In an industry that relies heavily on data, it only makes sense to put the data concerning ESG to the test. One area on the energy transition that gets a heavy dose of dialog these days is the idea of electric frac fleets, or e-fracs. But do they really make a difference in cutting emissions?
U.S. Well Services, a noted provider of electric fleets and Tier II & Tier IV diesel fleets, decided to put it to the test. The company brought in a third party to take measurements and collect data from its existing fleets in the field and the results show that measuring the company’s CleanFleet versus diesel fleets emissions were indeed lowered “in every case,” according to U.S. Well Services CTO Lon Robinson.
So electric fleets do cut emissions, the company concluded. “That’s the story,” Robinson said bluntly.
“We’re the only company out there that’s done this with real data from the field,” said Matt Moncla, chief commercial officer for the company. “It is real data we know is right.”
“We decided we would do a deep dive study on our natural gas turbines and compare them to what we would get for operating with our diesel fleets,” Robinson said. “We took some of our real operational data from a pad in the Permian. We took that data and we looked at the load profile of our turbine, and from that load profile we calculated the emissions using four of the most highly accepted calculation methods.
“We not only did it for each stage [there were 13], but we also did it between stages during the idling period of the turbine,” he continued. “Then we took that same identical load profile and applied it to [different fleets].”
They compared Tier 2 diesel, Tier 4 diesel and a tier 4 dual-fuel.
“We had a really good apples-to-apples comparison,” Robinson said. “In every simulation, our CO2e emissions were less for the turbines.”
Given the evidence, the question turns to whether or not there has been or will be adoption of e-fleets in places such as the Permian Basin. U.S. Well Services already works with several operators around the country including Range Resources, Royal Dutch Shell, Apache Corp. and EQT, all of which provided testimonials in the white paper.
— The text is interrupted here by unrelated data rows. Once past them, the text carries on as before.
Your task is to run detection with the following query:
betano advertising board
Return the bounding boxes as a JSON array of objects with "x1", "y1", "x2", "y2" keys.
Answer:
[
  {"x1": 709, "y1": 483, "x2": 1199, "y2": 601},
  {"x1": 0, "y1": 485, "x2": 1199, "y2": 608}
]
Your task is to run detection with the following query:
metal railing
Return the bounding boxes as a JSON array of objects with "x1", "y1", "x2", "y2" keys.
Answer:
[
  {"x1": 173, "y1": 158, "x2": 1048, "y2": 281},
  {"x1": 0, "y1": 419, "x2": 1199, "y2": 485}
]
Robinson added that during the COVID-19 downturn of 2020, all of the company’s electric fleets stayed active.
“We are now getting to put more to work, but there has been continued interest in electric fleets,” he added. “Where we can’t supply electric fleets, we’re putting diesel back to work, but a lot of our customers are anxious to turn to electric fleets.”
So in a world looking for things that will get investors’ attention in an ESG report, e-fleets are ready for their star turn.
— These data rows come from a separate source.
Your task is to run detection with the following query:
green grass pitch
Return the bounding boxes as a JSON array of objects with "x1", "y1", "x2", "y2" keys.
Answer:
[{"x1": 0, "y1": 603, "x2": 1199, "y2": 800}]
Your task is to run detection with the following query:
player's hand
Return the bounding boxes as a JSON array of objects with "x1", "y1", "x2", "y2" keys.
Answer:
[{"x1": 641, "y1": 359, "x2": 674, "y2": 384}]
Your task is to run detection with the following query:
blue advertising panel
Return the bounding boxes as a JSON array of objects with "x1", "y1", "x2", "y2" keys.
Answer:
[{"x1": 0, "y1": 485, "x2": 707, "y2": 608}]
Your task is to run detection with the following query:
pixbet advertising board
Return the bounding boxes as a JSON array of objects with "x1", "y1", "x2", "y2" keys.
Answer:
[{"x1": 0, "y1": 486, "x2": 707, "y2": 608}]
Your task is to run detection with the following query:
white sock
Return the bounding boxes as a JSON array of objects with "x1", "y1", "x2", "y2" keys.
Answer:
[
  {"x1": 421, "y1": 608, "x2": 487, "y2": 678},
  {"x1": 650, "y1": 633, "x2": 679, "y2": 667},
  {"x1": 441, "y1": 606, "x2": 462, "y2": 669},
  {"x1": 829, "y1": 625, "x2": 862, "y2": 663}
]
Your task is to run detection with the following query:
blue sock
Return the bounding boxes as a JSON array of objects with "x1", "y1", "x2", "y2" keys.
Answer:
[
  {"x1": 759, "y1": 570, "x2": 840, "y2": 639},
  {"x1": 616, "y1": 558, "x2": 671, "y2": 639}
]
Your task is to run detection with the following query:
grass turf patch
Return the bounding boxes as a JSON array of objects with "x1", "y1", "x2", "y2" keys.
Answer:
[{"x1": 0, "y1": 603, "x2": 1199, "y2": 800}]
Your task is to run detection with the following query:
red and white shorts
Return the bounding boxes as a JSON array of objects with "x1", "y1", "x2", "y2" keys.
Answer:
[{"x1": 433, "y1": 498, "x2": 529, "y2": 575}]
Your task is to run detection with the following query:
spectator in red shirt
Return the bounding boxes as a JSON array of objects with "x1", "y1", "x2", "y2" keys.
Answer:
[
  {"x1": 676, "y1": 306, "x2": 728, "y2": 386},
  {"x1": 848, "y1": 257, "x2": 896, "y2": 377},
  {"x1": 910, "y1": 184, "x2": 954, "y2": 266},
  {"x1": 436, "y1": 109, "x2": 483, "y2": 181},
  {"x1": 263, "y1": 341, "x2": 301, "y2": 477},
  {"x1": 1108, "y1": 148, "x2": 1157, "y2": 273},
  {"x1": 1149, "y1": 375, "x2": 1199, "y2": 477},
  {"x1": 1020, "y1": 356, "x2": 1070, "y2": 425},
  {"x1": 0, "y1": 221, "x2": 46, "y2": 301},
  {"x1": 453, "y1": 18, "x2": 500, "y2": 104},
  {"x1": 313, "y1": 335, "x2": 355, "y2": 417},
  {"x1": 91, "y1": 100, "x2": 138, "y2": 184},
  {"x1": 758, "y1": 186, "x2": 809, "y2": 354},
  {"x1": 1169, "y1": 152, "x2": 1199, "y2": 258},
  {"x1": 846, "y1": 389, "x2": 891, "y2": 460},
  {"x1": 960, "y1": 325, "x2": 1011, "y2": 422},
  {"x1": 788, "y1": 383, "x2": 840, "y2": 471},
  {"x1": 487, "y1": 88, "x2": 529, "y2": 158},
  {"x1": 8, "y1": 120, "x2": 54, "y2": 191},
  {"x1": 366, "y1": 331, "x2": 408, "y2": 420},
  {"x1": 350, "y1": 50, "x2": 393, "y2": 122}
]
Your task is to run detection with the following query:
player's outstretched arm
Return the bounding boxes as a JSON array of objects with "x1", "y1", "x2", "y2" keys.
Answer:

EQT made the comment in the white paper that since going electric, it’s taken out 17 MMgal of diesel from its operations, Moncla said. “It’s real,” he added.
With natural gas seemingly on the uptick, Moncla said he believes their e-fleets are built for operations in places like the Haynesville.
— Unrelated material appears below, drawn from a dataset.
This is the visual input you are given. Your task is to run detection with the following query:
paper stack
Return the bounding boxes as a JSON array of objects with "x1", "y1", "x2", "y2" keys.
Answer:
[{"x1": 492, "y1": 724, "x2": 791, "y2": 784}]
Moncla said their equipment is built for that kind of work.
“Obviously, with the higher rates, higher pressures, that’s more fuel burn,” he said. “So it will be way more than half-a-million a month of diesel when you’re talking Haynesville. It will be between $1 million and $1.5 million.
“We know once we show these operators what the fleet’s capable of and the money they can save, that’s going to be a great play for us,” he said.